Bill Murray occupe une place singulière et centrale dans le cinéma de Wes Anderson. Si l’on excepte le tout premier long-métrage (Bottle Rocket en 1996) et quelques courts-métrages, l’acteur est de tous les films d’Anderson.
On se souvient généralement de ses compositions de personnages loufoques naviguant entre ironie et cynisme (de SOS Fantômes à Un jour sans fin). Mais la première collaboration entre Wes Anderson et Bill Murray (Rushmore, 1998) marque une inflexion sensible du jeu de l’acteur. Il y avait eu des précédents marquants entre le mélodramatique Fil du rasoir (John Byrum, 1984) et la force violente de Mad Dog and Glory (John McNaughton, 1993). Anderson offre à Bill Murray d’approfondir cette partition qui lie burlesque et mélancolie. Il n’y a donc pas de contre-emploi car l’acteur est intempestif et incarne littéralement cette difficulté à trouver une place dans le monde moderne qui est au cœur de l’œuvre d’Anderson… et que Sofia Coppola ou Jim Jarmusch prolongeront dans leurs films à partir des années 2000.

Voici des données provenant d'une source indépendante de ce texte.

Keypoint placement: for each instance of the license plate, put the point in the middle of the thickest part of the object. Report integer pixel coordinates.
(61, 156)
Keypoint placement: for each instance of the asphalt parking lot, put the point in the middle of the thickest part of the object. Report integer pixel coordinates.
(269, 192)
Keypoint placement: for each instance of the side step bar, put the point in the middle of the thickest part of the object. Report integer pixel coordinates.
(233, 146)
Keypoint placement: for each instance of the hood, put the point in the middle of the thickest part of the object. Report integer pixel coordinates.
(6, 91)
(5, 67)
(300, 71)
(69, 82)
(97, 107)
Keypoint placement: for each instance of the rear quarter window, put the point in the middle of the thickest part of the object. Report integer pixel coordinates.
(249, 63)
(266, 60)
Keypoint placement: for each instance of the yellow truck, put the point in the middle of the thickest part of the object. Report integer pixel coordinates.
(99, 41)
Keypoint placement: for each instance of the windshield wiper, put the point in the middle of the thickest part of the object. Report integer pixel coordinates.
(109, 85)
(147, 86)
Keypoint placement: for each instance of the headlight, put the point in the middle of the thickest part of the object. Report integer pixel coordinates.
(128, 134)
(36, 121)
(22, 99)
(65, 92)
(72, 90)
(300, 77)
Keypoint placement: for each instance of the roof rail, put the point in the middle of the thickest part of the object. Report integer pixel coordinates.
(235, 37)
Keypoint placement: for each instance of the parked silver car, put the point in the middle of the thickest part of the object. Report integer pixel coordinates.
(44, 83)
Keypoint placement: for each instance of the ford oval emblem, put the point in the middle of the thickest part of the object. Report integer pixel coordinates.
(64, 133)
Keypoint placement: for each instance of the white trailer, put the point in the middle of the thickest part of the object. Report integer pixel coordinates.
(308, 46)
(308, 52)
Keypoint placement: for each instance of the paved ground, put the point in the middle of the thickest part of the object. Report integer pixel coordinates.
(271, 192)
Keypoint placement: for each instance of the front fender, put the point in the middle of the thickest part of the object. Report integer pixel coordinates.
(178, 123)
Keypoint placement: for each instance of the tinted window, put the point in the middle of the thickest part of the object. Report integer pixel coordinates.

Bill Murray compose chez Wes Anderson une étrange figure paternelle dépressive qui cherche à s’inventer un fils dans Rushmore et dans La Vie aquatique. Il surnage tant bien que mal au milieu du désastre familial dans Moonrise Kingdom (2012) et tente de sauver son couple dans La Famille Tenenbaum. La ligne neurasthénique qui caractérise son jeu est approfondie par un effacement de la veine burlesque au profit du jeu mélancolique. C’est la mise en scène de Wes Anderson qui redonne à la forme toute son ironie. La dépression d’Herman Blume dans Rushmore n’évite pas une certaine noirceur, Raleigh St Clair est perdu au milieu de la famille Tenenbaum, sans parler du vacillement de Walt Bishop dans Moonrise Kingdom, les situations comiques venant paradoxalement amplifier la tension dramatique. C’est ainsi que Bishop peut sortir de chez lui en bas de pyjama, une bouteille de vin à la main et une hache sur l’épaule, en déclarant à ses enfants qui jouent : « Je vais dans le jardin. Je vais chercher un arbre à abattre. » On sent bien que, sans cette bouteille à vider dans le jardin et le ridicule de la situation, la hache pourrait s’abattre sur les enfants. Tout l’art de Bill Murray est de laisser flotter la menace tout en maintenant cette ligne de comique neurasthénique.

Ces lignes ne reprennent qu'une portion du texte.